5.IAF.openRecord(c++)
目录:\frameworks\av\media\libmedia\IAudioFlinger
virtual sp<IAudioRecord> openRecord(
audio_io_handle_t input,
uint32_t sampleRate,
audio_format_t format,
audio_channel_mask_t channelMask,
size_t *pFrameCount,
track_flags_t *flags,
pid_t tid,
int *sessionId,
size_t *notificationFrames,
sp<IMemory>& cblk,
sp<IMemory>& buffers,
status_t *status)
{
Parcel data, reply;
sp<IAudioRecord> record;
data.writeInterfaceToken(IAudioFlinger::getInterfaceDescriptor());
...data传输数据
data.writeInt64(notificationFrames != NULL ? *notificationFrames : 0);
cblk.clear();
buffers.clear();
status_t lStatus = remote()->transact(OPEN_RECORD, data, &reply);
if (lStatus != NO_ERROR) {
ALOGE("openRecord error: %s", strerror(-lStatus));
} else {
...
record = interface_cast<IAudioRecord>(reply.readStrongBinder());
cblk = interface_cast<IMemory>(reply.readStrongBinder());
...
}
return record;
}
重点分析
- data传输数据
- remote()->transact调用远端Service进行ipc
- record = interface_cast 获取远端返回的结果
6.AF.openRecord(c++)
目录:frameworks/av/services/audioflinger/AudioFlinger.cpp
sp<IAudioRecord> AudioFlinger::openRecord(
audio_io_handle_t input,
uint32_t sampleRate,
audio_format_t format,
audio_channel_mask_t channelMask,
size_t *frameCount,
IAudioFlinger::track_flags_t *flags,
pid_t tid,
int *sessionId,
size_t *notificationFrames,
sp<IMemory>& cblk,
sp<IMemory>& buffers,
status_t *status)
{
sp<RecordThread::RecordTrack> recordTrack;
sp<RecordHandle> recordHandle;
sp<Client> client;
status_t lStatus;
int lSessionId;
cblk.clear();
buffers.clear();
...
{
Mutex::Autolock _l(mLock);
RecordThread *thread = checkRecordThread_l(input);
if (thread == NULL) {
ALOGE("openRecord() checkRecordThread_l failed");
lStatus = BAD_VALUE;
goto Exit;
}
pid_t pid = IPCThreadState::self()->getCallingPid();
...
// TODO: the uid should be passed in as a parameter to openRecord
recordTrack = thread->createRecordTrack_l(client, sampleRate, format, channelMask,
frameCount, lSessionId, notificationFrames,
IPCThreadState::self()->getCallingUid(),
flags, tid, &lStatus);
LOG_ALWAYS_FATAL_IF((lStatus == NO_ERROR) && (recordTrack == 0));
}
...
cblk = recordTrack->getCblk();
buffers = recordTrack->getBuffers();
// return handle to client
recordHandle = new RecordHandle(recordTrack);
Exit:
*status = lStatus;
return recordHandle;
}
重点分析:
- RecordThread *thread = checkRecordThread_l(input)

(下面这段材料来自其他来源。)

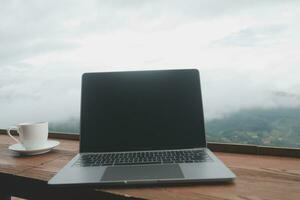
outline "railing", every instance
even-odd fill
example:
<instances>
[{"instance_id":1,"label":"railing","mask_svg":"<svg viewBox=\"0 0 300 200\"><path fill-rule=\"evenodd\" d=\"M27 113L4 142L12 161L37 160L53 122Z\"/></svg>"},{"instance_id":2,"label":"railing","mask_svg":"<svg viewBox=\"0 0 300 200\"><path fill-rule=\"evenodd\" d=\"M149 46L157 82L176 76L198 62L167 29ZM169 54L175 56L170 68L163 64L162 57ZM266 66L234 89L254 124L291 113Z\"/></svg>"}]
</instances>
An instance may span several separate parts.
<instances>
[{"instance_id":1,"label":"railing","mask_svg":"<svg viewBox=\"0 0 300 200\"><path fill-rule=\"evenodd\" d=\"M6 130L0 129L0 134L6 134ZM12 131L12 134L17 135L16 131ZM79 140L80 135L78 133L50 132L49 138ZM269 155L269 156L286 156L286 157L300 158L300 148L270 147L270 146L260 146L260 145L217 143L217 142L208 142L207 146L210 150L218 151L218 152Z\"/></svg>"}]
</instances>

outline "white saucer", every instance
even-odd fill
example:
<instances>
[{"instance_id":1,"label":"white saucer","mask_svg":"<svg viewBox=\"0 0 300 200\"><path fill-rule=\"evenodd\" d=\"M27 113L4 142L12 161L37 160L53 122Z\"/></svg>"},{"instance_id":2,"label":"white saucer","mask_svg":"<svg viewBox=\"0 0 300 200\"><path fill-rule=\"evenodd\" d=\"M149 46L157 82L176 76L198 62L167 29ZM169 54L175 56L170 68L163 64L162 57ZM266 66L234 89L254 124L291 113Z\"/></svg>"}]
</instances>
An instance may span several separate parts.
<instances>
[{"instance_id":1,"label":"white saucer","mask_svg":"<svg viewBox=\"0 0 300 200\"><path fill-rule=\"evenodd\" d=\"M46 152L50 151L51 149L53 149L54 147L56 147L57 145L59 145L58 141L48 140L43 147L38 148L38 149L30 149L30 150L25 149L25 147L20 143L10 145L8 147L8 149L11 151L14 151L14 152L18 152L19 154L29 156L29 155L38 155L38 154L46 153Z\"/></svg>"}]
</instances>

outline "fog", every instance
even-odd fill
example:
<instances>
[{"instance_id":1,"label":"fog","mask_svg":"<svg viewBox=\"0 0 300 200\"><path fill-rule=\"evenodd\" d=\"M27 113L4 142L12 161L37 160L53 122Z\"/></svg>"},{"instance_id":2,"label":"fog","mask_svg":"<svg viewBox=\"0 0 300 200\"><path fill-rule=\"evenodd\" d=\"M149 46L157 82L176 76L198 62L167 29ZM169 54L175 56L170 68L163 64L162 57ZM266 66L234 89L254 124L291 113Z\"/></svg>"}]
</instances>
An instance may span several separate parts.
<instances>
[{"instance_id":1,"label":"fog","mask_svg":"<svg viewBox=\"0 0 300 200\"><path fill-rule=\"evenodd\" d=\"M79 116L81 74L198 68L205 117L300 104L300 1L0 6L0 128Z\"/></svg>"}]
</instances>

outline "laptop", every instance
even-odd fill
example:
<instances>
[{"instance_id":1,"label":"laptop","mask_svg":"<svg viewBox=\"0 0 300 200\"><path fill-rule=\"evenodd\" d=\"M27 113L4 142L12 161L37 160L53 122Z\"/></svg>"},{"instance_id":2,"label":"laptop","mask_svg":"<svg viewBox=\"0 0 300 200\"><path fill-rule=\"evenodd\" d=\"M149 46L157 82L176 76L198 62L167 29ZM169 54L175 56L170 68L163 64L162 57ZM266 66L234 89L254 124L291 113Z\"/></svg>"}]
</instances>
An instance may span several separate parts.
<instances>
[{"instance_id":1,"label":"laptop","mask_svg":"<svg viewBox=\"0 0 300 200\"><path fill-rule=\"evenodd\" d=\"M207 148L196 69L85 73L80 151L51 185L232 181Z\"/></svg>"}]
</instances>

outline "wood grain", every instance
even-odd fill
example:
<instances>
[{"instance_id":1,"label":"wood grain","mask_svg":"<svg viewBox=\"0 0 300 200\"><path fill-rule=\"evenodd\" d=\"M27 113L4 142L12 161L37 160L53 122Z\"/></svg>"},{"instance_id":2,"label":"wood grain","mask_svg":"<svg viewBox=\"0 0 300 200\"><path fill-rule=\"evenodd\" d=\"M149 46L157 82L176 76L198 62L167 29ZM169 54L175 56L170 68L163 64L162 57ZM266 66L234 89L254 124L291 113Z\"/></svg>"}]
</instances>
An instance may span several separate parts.
<instances>
[{"instance_id":1,"label":"wood grain","mask_svg":"<svg viewBox=\"0 0 300 200\"><path fill-rule=\"evenodd\" d=\"M48 181L78 152L78 141L59 139L61 144L44 155L19 156L8 150L13 141L0 135L0 173L30 180ZM216 155L237 175L229 184L99 188L99 193L142 199L300 199L300 159L221 153ZM0 180L1 182L1 180ZM117 196L116 196L117 197Z\"/></svg>"}]
</instances>

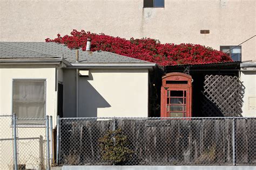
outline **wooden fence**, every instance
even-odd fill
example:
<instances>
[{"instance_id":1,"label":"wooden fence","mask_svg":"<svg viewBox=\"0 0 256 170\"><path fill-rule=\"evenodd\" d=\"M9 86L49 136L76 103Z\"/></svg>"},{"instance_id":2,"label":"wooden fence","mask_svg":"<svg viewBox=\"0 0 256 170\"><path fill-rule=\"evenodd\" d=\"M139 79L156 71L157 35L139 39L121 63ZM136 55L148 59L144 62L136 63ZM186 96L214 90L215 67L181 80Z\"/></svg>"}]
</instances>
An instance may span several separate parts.
<instances>
[{"instance_id":1,"label":"wooden fence","mask_svg":"<svg viewBox=\"0 0 256 170\"><path fill-rule=\"evenodd\" d=\"M60 164L109 164L102 158L99 139L113 129L122 130L133 151L126 165L256 164L254 118L64 118Z\"/></svg>"}]
</instances>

- recordTrack = thread->createRecordTrack_l(…)
- recordHandle = new RecordHandle(recordTrack)
所以最终返回的RecordHandle里面包含RecordTrack,然后在其中有包含RecordThread
7.流程梳理
- java new AR–>AR…android_media_AudioRecord_setup–>AR.set–>AR.openRecord_l
- 在AR.openRecord_l中调用AS.get_audio_flinger获取AF的binder
- 在AR.openRecord_l通过AF.openRecord获得一个sp,包含RecordHandle–>RecordTrack–>RecordThread
- 将上面的sp赋值给mAudioRecord
四. startRecording
上面是创建AudioRecord对象的大部分源码,接下来我们看看startRecording过程
1.AR.startRecording(java)
public void startRecording()
throws IllegalStateException {
if (mState != STATE_INITIALIZED) {
throw new IllegalStateException("startRecording() called on an "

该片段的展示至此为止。